In dieser Situation hat der Deutschlandplan der Sozialdemokratischen Partei eine neue, hervorragende Aktualität gewonnen, ist die Verantwortung der Oppositionsparteien im Bundestag für das Schicksal Deutschlands und der Welt erneut gewachsen.

Im Oktober findet eine außenpolitische Debatte im Bundestag statt. Will die Regierung sie verhindern, muß sie – das ist die erste Aufgabe der Opposition – erzwungen werden. Die große Anfrage der SPD war der erste Schritt, in ihr ist bereits der Kernpunkt der Debatte festgelegt: »Welche Schritte gedenkt die Bundesregierung, insbesondere nach den Darlegungen des Bundeskanzlers in seinem an den sowjetischen Ministerpräsidenten gerichteten Brief vom 28. August 1959, zu unternehmen, um einen deutschen Beitrag zu den internationalen Problemen der Abrüstung und Sicherheit zu leisten?« An der Seite der SPD stehen die Freien Demokraten mit der Forderung nach »Bonner Initiativen für einen gesamtdeutschen Friedensvertrag« und ihrem Memorandum zur Wiedervereinigung. Es ist notwendig, die atomare Aufrüstung der Bundeswehr erneut zur Debatte zu stellen, den Deutschlandplan der SPD erneut vorzutragen, ihn als Alternative zur Politik der Bundesregierung nachdrücklich ins Spiel zu bringen, einen Beschluß über eine Politik der Entspannung in Mitteleuropa als den deutschen Beitrag zum Frieden in der Welt kompromißlos zu fordern. Chruschtschows Propagandaerfolge in den USA waren nicht zuletzt Erfolge seiner Werbung für ein friedliches Zusammenleben der Nationen und Systeme.

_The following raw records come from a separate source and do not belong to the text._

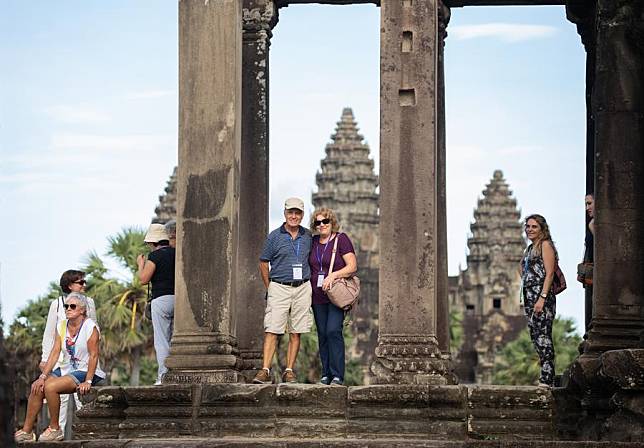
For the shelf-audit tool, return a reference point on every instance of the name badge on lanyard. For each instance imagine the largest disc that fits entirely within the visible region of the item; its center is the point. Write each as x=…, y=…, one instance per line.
x=297, y=271
x=297, y=267
x=320, y=258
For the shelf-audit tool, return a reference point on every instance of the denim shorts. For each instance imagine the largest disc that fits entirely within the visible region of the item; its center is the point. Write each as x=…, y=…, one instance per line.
x=78, y=376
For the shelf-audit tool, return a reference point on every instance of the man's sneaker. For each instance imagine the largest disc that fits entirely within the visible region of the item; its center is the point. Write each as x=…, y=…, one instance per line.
x=21, y=436
x=289, y=376
x=51, y=435
x=262, y=377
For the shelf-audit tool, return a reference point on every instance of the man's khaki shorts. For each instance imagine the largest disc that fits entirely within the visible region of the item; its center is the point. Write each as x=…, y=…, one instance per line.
x=288, y=305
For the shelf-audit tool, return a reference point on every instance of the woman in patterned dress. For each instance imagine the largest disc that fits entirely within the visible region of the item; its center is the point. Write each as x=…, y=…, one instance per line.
x=537, y=274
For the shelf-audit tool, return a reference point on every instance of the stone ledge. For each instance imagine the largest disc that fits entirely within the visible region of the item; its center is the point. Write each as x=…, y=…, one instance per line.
x=329, y=443
x=317, y=412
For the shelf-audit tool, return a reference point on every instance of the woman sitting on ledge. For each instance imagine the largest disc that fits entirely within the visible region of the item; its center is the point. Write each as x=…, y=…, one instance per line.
x=79, y=336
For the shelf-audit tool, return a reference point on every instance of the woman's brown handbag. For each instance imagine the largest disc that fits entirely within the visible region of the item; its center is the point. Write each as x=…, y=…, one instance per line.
x=585, y=273
x=559, y=282
x=344, y=292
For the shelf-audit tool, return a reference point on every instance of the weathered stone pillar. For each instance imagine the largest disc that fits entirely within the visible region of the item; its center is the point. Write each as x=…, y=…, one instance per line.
x=618, y=110
x=259, y=17
x=582, y=13
x=408, y=350
x=442, y=288
x=204, y=347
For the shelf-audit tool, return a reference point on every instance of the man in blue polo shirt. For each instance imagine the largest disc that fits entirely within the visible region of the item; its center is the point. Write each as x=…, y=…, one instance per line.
x=289, y=290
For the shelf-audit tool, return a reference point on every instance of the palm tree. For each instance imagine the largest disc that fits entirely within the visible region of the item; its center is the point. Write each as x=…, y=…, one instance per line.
x=518, y=363
x=126, y=334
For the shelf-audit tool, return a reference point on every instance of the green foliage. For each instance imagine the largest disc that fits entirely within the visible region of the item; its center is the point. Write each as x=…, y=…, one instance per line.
x=126, y=334
x=518, y=362
x=308, y=365
x=455, y=330
x=121, y=372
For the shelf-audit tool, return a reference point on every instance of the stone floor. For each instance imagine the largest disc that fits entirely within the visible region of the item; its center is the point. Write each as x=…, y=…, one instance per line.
x=316, y=412
x=329, y=443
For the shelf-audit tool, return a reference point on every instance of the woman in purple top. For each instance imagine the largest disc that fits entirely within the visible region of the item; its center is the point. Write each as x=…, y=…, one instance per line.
x=328, y=317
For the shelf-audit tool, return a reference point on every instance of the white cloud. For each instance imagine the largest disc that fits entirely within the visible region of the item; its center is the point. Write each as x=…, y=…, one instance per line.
x=507, y=32
x=90, y=142
x=150, y=94
x=77, y=114
x=519, y=150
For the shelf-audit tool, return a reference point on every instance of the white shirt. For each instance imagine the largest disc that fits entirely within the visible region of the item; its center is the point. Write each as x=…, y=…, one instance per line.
x=80, y=359
x=56, y=315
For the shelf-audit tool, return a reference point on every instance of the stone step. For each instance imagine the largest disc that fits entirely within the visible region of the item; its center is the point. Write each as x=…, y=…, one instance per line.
x=327, y=443
x=305, y=411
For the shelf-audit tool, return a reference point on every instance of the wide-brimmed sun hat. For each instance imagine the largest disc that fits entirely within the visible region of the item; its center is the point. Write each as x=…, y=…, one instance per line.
x=156, y=233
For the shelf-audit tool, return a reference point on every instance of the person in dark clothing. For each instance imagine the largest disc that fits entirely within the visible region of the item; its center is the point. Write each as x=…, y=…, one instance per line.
x=158, y=269
x=328, y=317
x=537, y=274
x=589, y=255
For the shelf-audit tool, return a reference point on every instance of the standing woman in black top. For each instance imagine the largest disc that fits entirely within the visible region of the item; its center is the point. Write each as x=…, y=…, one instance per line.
x=159, y=270
x=589, y=255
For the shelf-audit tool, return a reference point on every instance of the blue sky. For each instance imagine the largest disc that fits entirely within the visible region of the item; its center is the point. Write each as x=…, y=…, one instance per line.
x=88, y=121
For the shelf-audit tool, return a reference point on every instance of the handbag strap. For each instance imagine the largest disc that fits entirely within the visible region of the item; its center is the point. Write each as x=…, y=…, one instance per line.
x=335, y=248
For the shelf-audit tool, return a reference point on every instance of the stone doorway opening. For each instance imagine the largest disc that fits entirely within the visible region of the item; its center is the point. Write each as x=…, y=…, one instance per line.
x=515, y=102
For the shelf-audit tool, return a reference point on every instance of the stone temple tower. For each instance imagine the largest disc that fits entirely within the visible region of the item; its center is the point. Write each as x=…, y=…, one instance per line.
x=167, y=208
x=486, y=293
x=347, y=184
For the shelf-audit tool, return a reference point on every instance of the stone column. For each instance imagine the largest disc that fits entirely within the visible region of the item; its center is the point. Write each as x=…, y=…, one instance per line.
x=442, y=288
x=408, y=350
x=618, y=110
x=204, y=347
x=582, y=13
x=259, y=17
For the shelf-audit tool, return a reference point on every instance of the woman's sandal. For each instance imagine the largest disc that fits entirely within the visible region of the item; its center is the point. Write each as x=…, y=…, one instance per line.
x=22, y=436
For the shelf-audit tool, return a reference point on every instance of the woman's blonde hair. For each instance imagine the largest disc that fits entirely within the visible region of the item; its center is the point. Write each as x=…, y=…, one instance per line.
x=327, y=213
x=545, y=234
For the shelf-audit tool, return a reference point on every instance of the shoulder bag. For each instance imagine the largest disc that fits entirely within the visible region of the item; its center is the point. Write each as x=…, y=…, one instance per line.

Wer es mit solchen Forderungen ehrlich meint, hat den Applaus der Völker verdient; wer diesen Forderungen im deutschen Bundestag auf der Basis realer Pläne Gehör verschafft, kann der Zustimmung von Millionen und aber Millionen Menschen versichert sein. Die Wende ist da, der Friede ist zum bestimmenden Faktor politischen Handelns geworden. In Camp David haben die Kräfte der Vernunft und der Menschlichkeit gesiegt. Die sie schwächen, stehen auf verlorenem Posten. Die sie stärken, haben das Mandat der Geschichte, handeln im Auftrag der Zukunft.

Nr. 19/20, 1959

Im Herbst 1959 besuchte Nikita Chruschtschow als erster sowjetischer Ministerpräsident die USA; in einer Rede vor der UNO-Vollversammlung schlug er eine allgemeine kontrollierte Abrüstung vor. – Dwight D. Eisenhower war zu dieser Zeit Präsident der USA, sein Außenminister der Adenauer-Freund und kalte Krieger John Foster Dulles. – Rapacki-Plan: nach dem damaligen polnischen Außenminister benannt; er sah eine neutralisierte, waffenfreie Zone in Mitteleuropa vor. – »Berlin-Ultimatum«: ein sowjetischer Vorschlag zur Lösung des Berlin-Problems (1958): West-Berlin solle eine selbständige politische Einheit werden, eine Art entmilitarisierte freie Stadt. – Im März 1959 legte die SPD ihren Deutschland-Plan vor: Er ging von dem Gedanken einer neutralisierten Zone in Mitteleuropa aus und sah die Wiedervereinigung Deutschlands nach paritätischen Verhandlungen zwischen der BRD und der DDR (die in dem Plan so, d. h. ohne Anführungszeichen bezeichnet war) sowie einen »gesamtdeutschen Markt«, eine Art gemeinsamen Markt für die beiden Deutschlands vor; 1960 zog die SPD diesen Plan wieder zurück.

Notstand? Notstand!

Deutschland 1960 – jeder Dritte vergleicht es mit dem Deutschland von 1933; was vor zehn Jahren als eine Ungeheuerlichkeit hätte abgewiesen werden müssen, wird heute schon als abgegriffene Münze beifällig weitergegeben. Professoren fliegen »wie damals« aus Amt und Würden, Militärs gelten soviel wie Politiker, Sozialdemokraten sitzen in der Klemme zwischen den Kompromissen ihres Vorstandes und eigener Oppositionshaltung, die Verfassung gilt als manipulierbar und veränderlich, der Präsident ist erneut der supraparteiliche Propagandist reaktionärer Programme, das Vertrauen in die Judikative ist zutiefst geschwächt, und noch ist kein Ende abzusehen von jener Kette aus zweitem Fernsehprogramm, einer Bundeswehrdenkschrift, einem Lücke-Plan, einer Speidel-Rede, einer Wehrpflichtnovelle und Gesetzesvorlagen in ministeriellen Schubfächern contra Presse, Parlament und Parteien.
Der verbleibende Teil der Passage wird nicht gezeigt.